Third, he stated that skepticism is the least sophisticated form of surrender. If something is difficult, that is not a reason to stop, but that is the reason that we try.

Thank you very much for inviting me to attend further discussion over reception after the seminar.

 

 

Rwanda: To what extent has reconciliation and peacebuilding be achieved?

Rwanda seminar 2 smaller

The University of Tokyo’s Research Center for Sustainable Peace and Global Peacebuilding Association of Japan have organized a seminar on Rwanda, with a focus on its current status on reconciliation. Dr. Kazuyuki Sasaki, PIASS University spoke as the main speaker, Prof. Mitsugi Endo of the University of Tokyo was the commentator, Prof. Sukehiro Hasegawa, former Special Representative for the UN Secretary-General, was the moderator of discussion, and I served as the master of ceremony.

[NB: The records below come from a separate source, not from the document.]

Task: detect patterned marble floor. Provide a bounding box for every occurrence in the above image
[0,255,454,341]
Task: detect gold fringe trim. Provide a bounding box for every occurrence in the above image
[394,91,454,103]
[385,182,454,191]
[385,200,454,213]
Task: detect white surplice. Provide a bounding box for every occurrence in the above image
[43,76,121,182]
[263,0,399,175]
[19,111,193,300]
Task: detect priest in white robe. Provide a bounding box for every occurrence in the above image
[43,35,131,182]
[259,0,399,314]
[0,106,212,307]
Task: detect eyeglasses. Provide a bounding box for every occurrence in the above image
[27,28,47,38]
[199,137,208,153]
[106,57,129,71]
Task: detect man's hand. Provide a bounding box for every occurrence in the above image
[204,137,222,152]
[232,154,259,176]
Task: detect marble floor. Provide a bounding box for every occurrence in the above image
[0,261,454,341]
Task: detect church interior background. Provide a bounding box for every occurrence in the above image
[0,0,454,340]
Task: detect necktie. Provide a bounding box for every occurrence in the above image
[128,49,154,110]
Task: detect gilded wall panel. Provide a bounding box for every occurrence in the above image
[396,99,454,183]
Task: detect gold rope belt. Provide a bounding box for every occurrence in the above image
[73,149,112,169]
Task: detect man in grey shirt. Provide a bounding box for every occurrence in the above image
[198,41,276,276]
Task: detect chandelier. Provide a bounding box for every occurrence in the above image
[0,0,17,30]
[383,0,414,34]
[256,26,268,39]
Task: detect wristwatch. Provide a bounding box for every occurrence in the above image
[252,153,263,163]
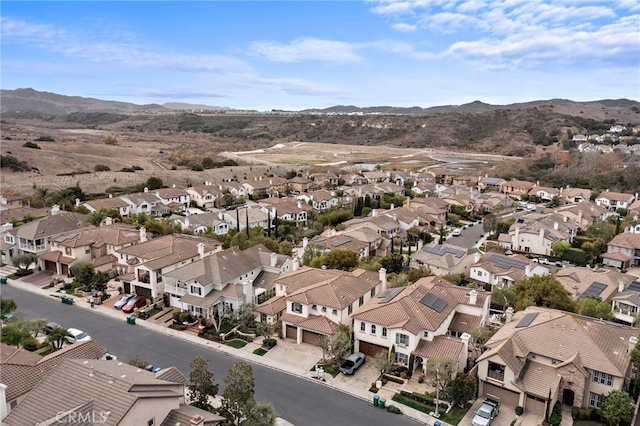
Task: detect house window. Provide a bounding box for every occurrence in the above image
[591,371,613,386]
[589,392,602,408]
[487,361,504,382]
[396,333,409,346]
[394,352,409,365]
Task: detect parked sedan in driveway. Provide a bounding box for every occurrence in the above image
[67,328,91,343]
[122,296,147,314]
[113,293,136,309]
[339,352,366,375]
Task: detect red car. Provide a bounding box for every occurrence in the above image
[122,296,147,314]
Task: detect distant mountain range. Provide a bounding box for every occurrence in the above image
[0,88,640,119]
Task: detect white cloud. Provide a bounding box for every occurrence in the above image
[249,38,362,63]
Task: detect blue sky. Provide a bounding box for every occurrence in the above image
[1,0,640,110]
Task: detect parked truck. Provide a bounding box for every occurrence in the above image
[471,394,500,426]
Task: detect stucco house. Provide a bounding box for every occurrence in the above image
[473,307,638,416]
[352,277,491,371]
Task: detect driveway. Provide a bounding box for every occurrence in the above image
[459,399,524,426]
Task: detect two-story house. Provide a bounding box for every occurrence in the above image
[601,232,640,269]
[164,245,292,318]
[352,277,491,371]
[116,235,222,301]
[38,218,146,275]
[259,266,387,345]
[595,191,636,211]
[469,252,550,287]
[472,307,638,417]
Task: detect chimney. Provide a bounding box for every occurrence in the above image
[469,289,478,305]
[504,306,513,322]
[242,280,253,305]
[378,268,387,293]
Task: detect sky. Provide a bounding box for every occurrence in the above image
[0,0,640,111]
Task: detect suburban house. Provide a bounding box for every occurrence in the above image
[116,235,222,301]
[596,191,636,211]
[502,180,536,200]
[473,307,638,417]
[164,245,293,318]
[352,277,491,371]
[409,243,475,275]
[498,213,578,256]
[0,340,107,418]
[611,280,640,325]
[258,266,387,345]
[601,232,640,269]
[81,194,131,217]
[2,359,226,426]
[469,252,550,287]
[554,266,635,300]
[3,205,92,255]
[38,218,145,275]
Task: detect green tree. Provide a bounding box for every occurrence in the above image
[189,355,218,411]
[322,249,358,271]
[600,390,635,426]
[445,373,478,408]
[512,275,575,312]
[576,296,611,320]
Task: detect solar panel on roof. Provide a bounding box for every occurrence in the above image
[580,282,607,299]
[627,281,640,291]
[422,245,465,257]
[420,293,447,312]
[516,312,538,328]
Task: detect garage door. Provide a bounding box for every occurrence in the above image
[136,286,151,299]
[524,395,547,417]
[302,330,324,346]
[482,382,520,407]
[44,260,58,274]
[358,340,389,357]
[287,324,298,341]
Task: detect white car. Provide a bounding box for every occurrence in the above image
[67,328,91,343]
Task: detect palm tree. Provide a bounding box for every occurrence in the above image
[47,327,71,349]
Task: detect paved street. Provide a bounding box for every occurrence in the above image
[0,285,416,426]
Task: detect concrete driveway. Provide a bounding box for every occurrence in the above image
[459,399,516,426]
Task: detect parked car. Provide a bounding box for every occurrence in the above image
[67,328,91,343]
[113,293,136,309]
[42,322,64,334]
[471,395,500,426]
[122,296,147,314]
[339,352,366,375]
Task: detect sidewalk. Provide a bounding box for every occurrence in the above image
[5,276,456,426]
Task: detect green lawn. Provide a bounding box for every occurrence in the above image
[224,339,247,349]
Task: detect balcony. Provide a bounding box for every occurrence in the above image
[164,284,187,296]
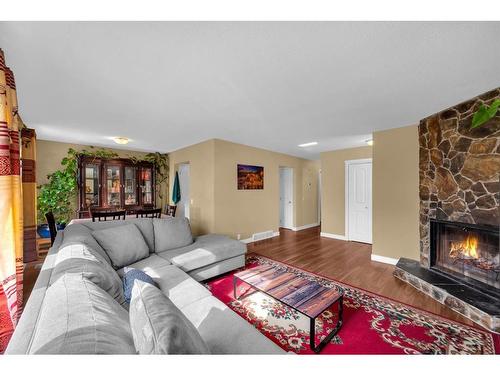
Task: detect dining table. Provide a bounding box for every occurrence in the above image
[68,214,171,225]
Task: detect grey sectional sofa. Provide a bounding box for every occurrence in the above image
[6,218,284,354]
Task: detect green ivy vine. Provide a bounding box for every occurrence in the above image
[37,146,118,224]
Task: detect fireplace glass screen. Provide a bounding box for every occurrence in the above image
[431,220,500,289]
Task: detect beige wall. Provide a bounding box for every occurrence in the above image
[215,139,319,238]
[169,139,215,235]
[321,146,375,236]
[170,139,319,239]
[372,125,420,260]
[36,140,162,219]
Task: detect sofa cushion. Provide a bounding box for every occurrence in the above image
[130,281,210,354]
[153,217,193,253]
[158,234,247,272]
[92,224,149,268]
[116,254,172,277]
[50,244,126,306]
[118,260,212,308]
[123,267,156,303]
[61,224,111,264]
[181,296,285,354]
[29,273,136,354]
[82,218,155,253]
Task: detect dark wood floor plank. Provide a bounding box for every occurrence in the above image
[248,227,478,327]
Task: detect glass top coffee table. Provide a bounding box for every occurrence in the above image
[233,265,344,353]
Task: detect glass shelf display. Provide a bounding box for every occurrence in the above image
[78,156,155,218]
[142,168,153,204]
[106,166,121,206]
[85,164,100,208]
[124,167,137,205]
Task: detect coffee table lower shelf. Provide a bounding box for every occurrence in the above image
[233,275,344,353]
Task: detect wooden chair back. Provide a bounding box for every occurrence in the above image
[135,208,161,219]
[165,204,177,217]
[45,211,57,246]
[90,210,127,221]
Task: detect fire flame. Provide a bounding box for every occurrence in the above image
[450,235,479,259]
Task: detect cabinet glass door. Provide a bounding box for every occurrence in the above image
[124,167,137,206]
[106,165,121,206]
[141,168,153,205]
[84,164,101,208]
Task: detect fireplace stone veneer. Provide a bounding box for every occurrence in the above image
[394,88,500,332]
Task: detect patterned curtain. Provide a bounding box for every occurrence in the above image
[0,49,23,351]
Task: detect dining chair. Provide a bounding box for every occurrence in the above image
[165,204,177,217]
[135,208,161,219]
[90,210,127,221]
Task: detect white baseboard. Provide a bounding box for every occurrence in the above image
[371,254,399,265]
[320,232,347,241]
[292,223,319,232]
[240,232,280,243]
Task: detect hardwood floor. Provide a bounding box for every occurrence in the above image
[248,227,479,327]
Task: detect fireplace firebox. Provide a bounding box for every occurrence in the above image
[430,219,500,290]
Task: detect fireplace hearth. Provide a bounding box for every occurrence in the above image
[394,87,500,333]
[430,219,500,293]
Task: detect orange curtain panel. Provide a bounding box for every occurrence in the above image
[0,49,23,349]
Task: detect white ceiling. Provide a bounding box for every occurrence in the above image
[0,22,500,159]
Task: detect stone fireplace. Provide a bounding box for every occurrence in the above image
[395,88,500,331]
[430,219,500,290]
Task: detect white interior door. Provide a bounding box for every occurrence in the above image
[346,161,372,243]
[280,167,293,229]
[175,164,191,219]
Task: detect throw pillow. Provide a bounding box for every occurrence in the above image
[123,267,156,304]
[92,224,149,269]
[129,281,210,354]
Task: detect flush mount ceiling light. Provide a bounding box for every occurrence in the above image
[299,142,318,147]
[113,137,130,145]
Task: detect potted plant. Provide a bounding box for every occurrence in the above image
[37,146,117,238]
[37,148,78,237]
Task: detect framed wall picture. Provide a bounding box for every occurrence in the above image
[238,164,264,190]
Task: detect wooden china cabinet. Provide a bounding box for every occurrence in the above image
[78,157,155,218]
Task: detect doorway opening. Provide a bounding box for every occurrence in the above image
[176,163,191,219]
[280,167,293,229]
[345,159,372,244]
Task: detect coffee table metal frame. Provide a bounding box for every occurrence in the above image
[233,274,344,353]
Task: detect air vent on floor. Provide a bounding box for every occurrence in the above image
[252,230,273,241]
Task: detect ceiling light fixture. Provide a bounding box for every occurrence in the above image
[299,142,318,147]
[113,137,130,145]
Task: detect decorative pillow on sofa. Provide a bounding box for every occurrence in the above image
[153,217,193,253]
[28,273,137,354]
[123,267,156,303]
[50,244,128,308]
[92,224,149,269]
[129,281,210,354]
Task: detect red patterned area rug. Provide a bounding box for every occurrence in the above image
[207,256,500,354]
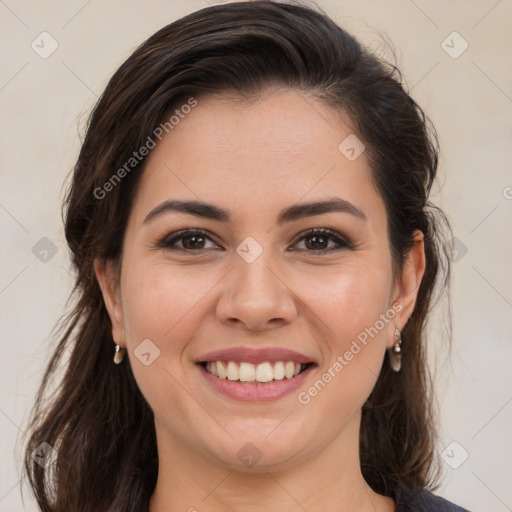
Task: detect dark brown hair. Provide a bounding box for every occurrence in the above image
[25,1,450,512]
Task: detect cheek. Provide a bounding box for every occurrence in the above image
[123,264,215,351]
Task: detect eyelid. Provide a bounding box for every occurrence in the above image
[156,227,355,256]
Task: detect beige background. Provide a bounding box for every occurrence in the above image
[0,0,512,512]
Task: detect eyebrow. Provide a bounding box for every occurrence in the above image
[143,197,367,225]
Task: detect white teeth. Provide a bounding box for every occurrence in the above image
[205,361,305,383]
[240,363,256,382]
[226,361,240,380]
[213,361,227,379]
[284,361,295,379]
[274,361,284,380]
[256,363,274,382]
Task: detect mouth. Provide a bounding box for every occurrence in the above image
[199,361,315,385]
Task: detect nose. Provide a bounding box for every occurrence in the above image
[216,251,297,331]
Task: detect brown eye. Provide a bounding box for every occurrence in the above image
[297,229,352,252]
[158,230,218,252]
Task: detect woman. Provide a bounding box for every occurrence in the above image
[26,1,472,512]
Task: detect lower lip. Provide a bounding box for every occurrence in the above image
[197,364,314,402]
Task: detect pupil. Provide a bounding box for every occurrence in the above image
[307,235,326,249]
[183,235,203,249]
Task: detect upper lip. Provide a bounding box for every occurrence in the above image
[195,347,315,364]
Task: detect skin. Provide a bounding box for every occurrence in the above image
[95,90,425,512]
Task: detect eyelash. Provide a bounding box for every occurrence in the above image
[157,228,354,254]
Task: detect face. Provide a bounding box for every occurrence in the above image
[97,87,423,471]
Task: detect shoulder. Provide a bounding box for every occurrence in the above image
[395,489,469,512]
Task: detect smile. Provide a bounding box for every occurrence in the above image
[204,361,308,384]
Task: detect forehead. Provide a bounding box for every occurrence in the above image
[130,90,383,228]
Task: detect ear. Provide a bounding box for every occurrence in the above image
[94,258,126,347]
[386,230,425,347]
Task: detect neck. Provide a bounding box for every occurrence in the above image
[149,415,395,512]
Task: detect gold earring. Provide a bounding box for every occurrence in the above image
[114,344,126,364]
[389,327,402,372]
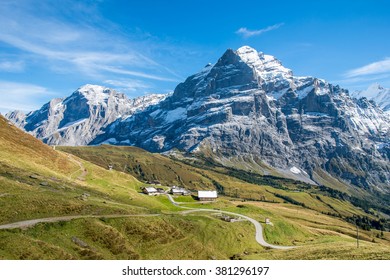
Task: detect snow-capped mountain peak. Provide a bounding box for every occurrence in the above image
[236,46,292,76]
[6,84,167,145]
[352,83,390,115]
[76,84,112,105]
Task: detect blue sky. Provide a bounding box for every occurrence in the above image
[0,0,390,113]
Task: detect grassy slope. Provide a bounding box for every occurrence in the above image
[0,117,390,259]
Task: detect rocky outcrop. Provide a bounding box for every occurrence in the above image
[6,85,165,146]
[91,47,390,192]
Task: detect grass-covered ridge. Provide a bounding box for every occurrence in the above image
[0,117,390,259]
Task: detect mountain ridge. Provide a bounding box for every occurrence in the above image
[6,84,166,146]
[6,46,390,193]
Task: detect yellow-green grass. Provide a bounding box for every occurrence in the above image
[58,145,213,189]
[0,215,264,259]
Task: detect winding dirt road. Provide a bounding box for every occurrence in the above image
[167,194,296,250]
[0,194,296,250]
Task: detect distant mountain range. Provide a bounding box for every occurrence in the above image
[6,46,390,193]
[6,85,166,146]
[352,84,390,115]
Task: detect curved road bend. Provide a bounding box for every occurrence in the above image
[0,194,296,250]
[167,194,296,250]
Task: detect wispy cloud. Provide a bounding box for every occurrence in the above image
[0,60,25,72]
[0,81,54,113]
[345,57,390,78]
[0,1,180,81]
[236,22,284,38]
[103,79,150,93]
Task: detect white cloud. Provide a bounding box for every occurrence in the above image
[0,60,25,72]
[345,58,390,78]
[236,22,284,38]
[0,1,181,81]
[103,79,150,93]
[0,81,53,113]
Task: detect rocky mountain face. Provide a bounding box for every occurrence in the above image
[6,85,166,146]
[352,84,390,115]
[90,47,390,192]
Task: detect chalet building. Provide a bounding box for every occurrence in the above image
[142,187,158,195]
[147,180,161,186]
[170,186,191,195]
[198,191,218,201]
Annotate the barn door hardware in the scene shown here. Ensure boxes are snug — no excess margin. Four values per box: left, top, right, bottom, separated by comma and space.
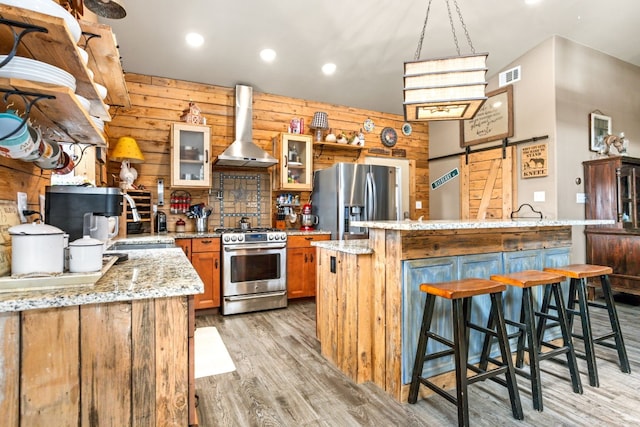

Dr. Kazuyuki Sasaki of PIASS University, Rwanda, has discussed the two different levels of reconciliation: reconciliation with a focus on national unity, and that between victims and perpetrators (on the individual level and between communities). What I found interesting was the pace of reconciliation that Rwanda as a country is chasing. Having been involved with the reconciliation process in Timor-Leste, and having read the book written by the former Force Commander of the UN Mission in Rwanda ‘Shake Hands with the Devil’, I am convinced that reconciliation takes a lot of time, probably two generations. In all the initiatives, I hope that victims’ voices are heard.

My article on the summary content of the seminar is available here.

 

GPAJ/ACUNS Symposium on Peacebuilding

 

Global Peacebuilding Association of Japan had its first symposium today (2 December 2017) at the University of Tokyo. We had Mr. Yasushi Akashi, former UN SRSG in Cambodia and Ambassador Yosihumi Okamura (International Peace and Cooperation/TICAD/Human Rights/UN Security Council Reform) in the plenary meeting. The official web article will be published soon at the GPAJ site, but for me Ambassador Okamura’s assessment of the limit of the UN for using a military personnel gathered from Member States was very insightful.

Four panels on different topics of peacebuilding were also very interesting. The mixture of senior practitioners and academics with a few junior researchers, and that of people from headquarters and field, were very successful. What a precious opportunity where we could exchange views with various types of people, all from different background!

I was the organizer and general master of ceremony for this event. Great to have been able to invite so many interesting speakers. Special thanks goes to our organizing committee. Most of them are from the University of Tokyo, and they took complete ownership so quickly. This was the day that could not have happend without their help. Thanks all.